Re: [pve-devel] [PATCH storage/zfsonlinux v2 0/3] fix #4997: lvm: avoid autoactivating (new) LVs after boot

From: "Fabian Grünbichler" <f.gruenbichler@proxmox.com>
To: Proxmox VE development discussion <pve-devel@lists.proxmox.com>,
	Friedrich Weber <f.weber@proxmox.com>
Subject: Re: [pve-devel] [PATCH storage/zfsonlinux v2 0/3] fix #4997: lvm: avoid autoactivating (new) LVs after boot
Date: Fri, 7 Mar 2025 13:14:53 +0100 (CET)	[thread overview]
Message-ID: <1233088344.6300.1741349693091@webmail.proxmox.com> (raw)
In-Reply-To: <20250307095245.65698-1-f.weber@proxmox.com>

> Friedrich Weber <f.weber@proxmox.com> hat am 07.03.2025 10:52 CET geschrieben:
> # Summary
> 
> With default settings, LVM autoactivates LVs when it sees a new VG, e.g. after
> boot or iSCSI login. In a cluster with guest disks on a shared LVM VG (e.g. on
> top of iSCSI/Fibre Channel (FC)/direct-attached SAS), this can indirectly cause
> guest creation or migration to fail.

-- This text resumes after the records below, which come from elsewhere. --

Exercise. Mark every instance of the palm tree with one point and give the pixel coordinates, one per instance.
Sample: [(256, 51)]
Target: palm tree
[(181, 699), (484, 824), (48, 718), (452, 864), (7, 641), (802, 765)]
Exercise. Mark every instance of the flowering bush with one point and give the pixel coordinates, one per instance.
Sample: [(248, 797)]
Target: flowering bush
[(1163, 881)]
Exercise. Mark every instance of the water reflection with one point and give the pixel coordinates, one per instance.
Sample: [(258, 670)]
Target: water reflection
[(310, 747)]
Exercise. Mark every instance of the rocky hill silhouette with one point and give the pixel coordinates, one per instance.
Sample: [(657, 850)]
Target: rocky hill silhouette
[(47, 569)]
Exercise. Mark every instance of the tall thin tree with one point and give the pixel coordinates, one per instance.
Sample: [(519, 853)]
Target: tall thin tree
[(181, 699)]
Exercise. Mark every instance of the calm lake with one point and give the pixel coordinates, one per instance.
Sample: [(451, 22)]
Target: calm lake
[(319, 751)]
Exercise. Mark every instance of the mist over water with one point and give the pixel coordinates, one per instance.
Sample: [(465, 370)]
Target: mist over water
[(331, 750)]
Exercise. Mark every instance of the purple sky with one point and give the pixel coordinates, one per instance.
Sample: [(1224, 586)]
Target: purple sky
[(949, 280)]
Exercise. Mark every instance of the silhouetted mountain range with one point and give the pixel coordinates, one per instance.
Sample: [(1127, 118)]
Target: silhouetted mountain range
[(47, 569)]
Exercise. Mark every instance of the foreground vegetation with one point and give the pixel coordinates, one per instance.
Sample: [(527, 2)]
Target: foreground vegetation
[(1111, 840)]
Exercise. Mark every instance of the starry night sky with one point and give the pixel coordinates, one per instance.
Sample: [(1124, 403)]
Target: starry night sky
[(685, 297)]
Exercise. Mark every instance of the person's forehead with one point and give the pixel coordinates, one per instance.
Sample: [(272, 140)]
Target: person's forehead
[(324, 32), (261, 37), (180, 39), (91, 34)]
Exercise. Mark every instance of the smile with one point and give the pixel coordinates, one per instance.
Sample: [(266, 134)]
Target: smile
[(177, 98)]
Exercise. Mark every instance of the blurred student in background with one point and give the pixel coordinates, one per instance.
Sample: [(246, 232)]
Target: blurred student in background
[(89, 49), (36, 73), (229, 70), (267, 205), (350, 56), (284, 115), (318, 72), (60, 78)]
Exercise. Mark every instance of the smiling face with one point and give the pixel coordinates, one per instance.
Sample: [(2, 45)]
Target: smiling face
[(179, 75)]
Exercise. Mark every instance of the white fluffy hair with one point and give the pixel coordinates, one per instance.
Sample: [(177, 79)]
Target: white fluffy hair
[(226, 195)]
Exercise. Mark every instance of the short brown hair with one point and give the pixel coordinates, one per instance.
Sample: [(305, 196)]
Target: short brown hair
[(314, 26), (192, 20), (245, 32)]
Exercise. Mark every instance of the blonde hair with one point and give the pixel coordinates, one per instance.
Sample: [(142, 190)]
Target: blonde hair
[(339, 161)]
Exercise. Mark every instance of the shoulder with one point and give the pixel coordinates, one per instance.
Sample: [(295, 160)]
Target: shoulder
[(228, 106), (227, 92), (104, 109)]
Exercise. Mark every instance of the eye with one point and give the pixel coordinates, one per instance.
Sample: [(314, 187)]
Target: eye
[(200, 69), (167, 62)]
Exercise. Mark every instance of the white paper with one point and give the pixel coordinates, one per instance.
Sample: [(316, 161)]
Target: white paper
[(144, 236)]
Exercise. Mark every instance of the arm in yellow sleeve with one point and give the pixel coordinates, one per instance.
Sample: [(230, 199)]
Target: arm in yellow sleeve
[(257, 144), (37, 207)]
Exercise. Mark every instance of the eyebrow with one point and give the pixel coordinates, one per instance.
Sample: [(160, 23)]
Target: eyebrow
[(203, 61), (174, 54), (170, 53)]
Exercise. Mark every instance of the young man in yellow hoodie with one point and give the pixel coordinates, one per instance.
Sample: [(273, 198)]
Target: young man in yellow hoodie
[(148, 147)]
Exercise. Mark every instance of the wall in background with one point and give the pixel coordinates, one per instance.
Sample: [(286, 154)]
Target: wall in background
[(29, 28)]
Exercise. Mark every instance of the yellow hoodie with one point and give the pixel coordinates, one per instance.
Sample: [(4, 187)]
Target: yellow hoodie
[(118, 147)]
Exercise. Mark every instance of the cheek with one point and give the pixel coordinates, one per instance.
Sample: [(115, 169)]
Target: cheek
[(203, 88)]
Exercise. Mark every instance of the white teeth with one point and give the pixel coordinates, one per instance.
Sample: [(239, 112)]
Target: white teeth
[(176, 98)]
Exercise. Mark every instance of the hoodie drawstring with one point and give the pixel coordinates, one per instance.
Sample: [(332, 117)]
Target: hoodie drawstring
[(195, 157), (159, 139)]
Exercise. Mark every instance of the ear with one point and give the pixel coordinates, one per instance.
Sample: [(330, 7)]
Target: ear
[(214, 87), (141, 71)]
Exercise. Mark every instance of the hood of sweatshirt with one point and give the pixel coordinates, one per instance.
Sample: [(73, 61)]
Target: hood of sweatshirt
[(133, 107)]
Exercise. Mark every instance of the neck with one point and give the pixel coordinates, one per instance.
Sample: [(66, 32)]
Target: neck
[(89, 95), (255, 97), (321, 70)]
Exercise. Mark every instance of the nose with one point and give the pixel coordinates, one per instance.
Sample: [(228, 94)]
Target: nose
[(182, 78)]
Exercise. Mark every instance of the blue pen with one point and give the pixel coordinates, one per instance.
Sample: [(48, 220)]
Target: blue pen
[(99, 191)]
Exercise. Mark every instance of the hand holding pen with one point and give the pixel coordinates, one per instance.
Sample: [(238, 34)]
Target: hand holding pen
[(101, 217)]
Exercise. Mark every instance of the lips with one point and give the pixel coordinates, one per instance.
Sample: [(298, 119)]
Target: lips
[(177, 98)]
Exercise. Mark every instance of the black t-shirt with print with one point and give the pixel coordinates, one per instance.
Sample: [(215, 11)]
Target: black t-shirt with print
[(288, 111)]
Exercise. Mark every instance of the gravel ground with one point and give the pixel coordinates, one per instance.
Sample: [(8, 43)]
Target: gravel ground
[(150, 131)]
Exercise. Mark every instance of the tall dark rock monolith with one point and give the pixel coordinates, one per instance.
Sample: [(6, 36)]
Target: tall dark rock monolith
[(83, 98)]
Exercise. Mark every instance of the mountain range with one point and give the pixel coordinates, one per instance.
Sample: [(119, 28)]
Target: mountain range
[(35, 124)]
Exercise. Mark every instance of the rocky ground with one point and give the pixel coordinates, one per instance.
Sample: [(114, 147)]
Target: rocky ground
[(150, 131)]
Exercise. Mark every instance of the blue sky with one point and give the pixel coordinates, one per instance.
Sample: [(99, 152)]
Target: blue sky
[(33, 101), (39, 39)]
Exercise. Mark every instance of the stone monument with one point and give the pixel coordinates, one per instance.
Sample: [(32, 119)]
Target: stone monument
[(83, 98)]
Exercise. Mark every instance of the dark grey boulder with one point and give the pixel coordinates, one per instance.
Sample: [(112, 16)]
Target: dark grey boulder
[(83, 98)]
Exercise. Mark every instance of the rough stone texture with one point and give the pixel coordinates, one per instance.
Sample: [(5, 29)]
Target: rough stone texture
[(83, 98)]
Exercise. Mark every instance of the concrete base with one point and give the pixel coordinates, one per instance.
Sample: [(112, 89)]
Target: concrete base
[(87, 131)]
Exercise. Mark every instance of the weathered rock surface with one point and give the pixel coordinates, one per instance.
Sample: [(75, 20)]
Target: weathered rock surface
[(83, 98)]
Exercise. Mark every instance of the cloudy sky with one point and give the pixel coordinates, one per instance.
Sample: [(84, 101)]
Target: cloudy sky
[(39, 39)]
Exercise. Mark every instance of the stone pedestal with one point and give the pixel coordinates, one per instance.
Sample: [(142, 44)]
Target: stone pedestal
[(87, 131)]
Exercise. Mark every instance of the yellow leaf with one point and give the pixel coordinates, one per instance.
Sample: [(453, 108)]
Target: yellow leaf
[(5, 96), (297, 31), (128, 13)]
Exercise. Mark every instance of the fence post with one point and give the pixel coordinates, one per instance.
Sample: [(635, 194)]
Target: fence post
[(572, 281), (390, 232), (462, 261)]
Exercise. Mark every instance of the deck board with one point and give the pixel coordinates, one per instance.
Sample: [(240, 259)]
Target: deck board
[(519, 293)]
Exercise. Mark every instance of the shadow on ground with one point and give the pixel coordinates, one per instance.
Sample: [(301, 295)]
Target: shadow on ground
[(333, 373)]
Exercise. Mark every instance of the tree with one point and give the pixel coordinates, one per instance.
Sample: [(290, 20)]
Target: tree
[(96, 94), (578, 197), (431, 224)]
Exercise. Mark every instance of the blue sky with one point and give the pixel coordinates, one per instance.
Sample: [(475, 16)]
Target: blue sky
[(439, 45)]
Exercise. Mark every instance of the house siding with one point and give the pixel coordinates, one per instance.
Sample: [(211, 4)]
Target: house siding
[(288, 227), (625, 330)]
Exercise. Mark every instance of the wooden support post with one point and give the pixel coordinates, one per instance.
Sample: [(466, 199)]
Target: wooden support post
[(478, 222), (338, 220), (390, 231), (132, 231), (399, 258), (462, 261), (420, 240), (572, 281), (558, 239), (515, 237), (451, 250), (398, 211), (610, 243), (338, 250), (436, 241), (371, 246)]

See bug #4997 [1] and patch #3 for
> details.
> 
> The goal of this series is to avoid autoactivating LVs that hold guest disks in
> order to fix #4997. With this series applied, (newly created) LVs should only
> be active on the node that hosts the corresponding guest.
> 
> # Difference to v1
> 
> v1 [0] went with an approach that creates new LVs with the "activation skip"
> flag set, which means lvchange will only activate the LV if the `-K` flag is
> passed. This approach requires a two-step patch apply process to not break
> mixed-version clusters: With PVE 8.4, we would add a change that passes the
> `-K` flag when activating, and only with PVE 9 we would also create new LVs
> with the "activation skip" flag. This approach works but is relatively complex.
> 
> # This v2 approach
> 
> This v2 goes a different route: Instead of "activation skip" flag, we use the
> the `--setautoactivation n` flag for LVs. This flag is available in Debian's
> LVM since Bookworm and only concerns autoactivation, not normal activation as
> performed by our LVM plugin. Hence, it is enough to create new LVs with
> `--setautoactivation n`, we don't require any two-step patch apply process. We
> may still need to wait for PVE 9 to apply this though (see next section).
> Considering this, the advantage over v1 may appear quite small, though I still
> find v2's approach preferable because the `--setautoactivation` flag seems less
> invasive than the activation skip flag.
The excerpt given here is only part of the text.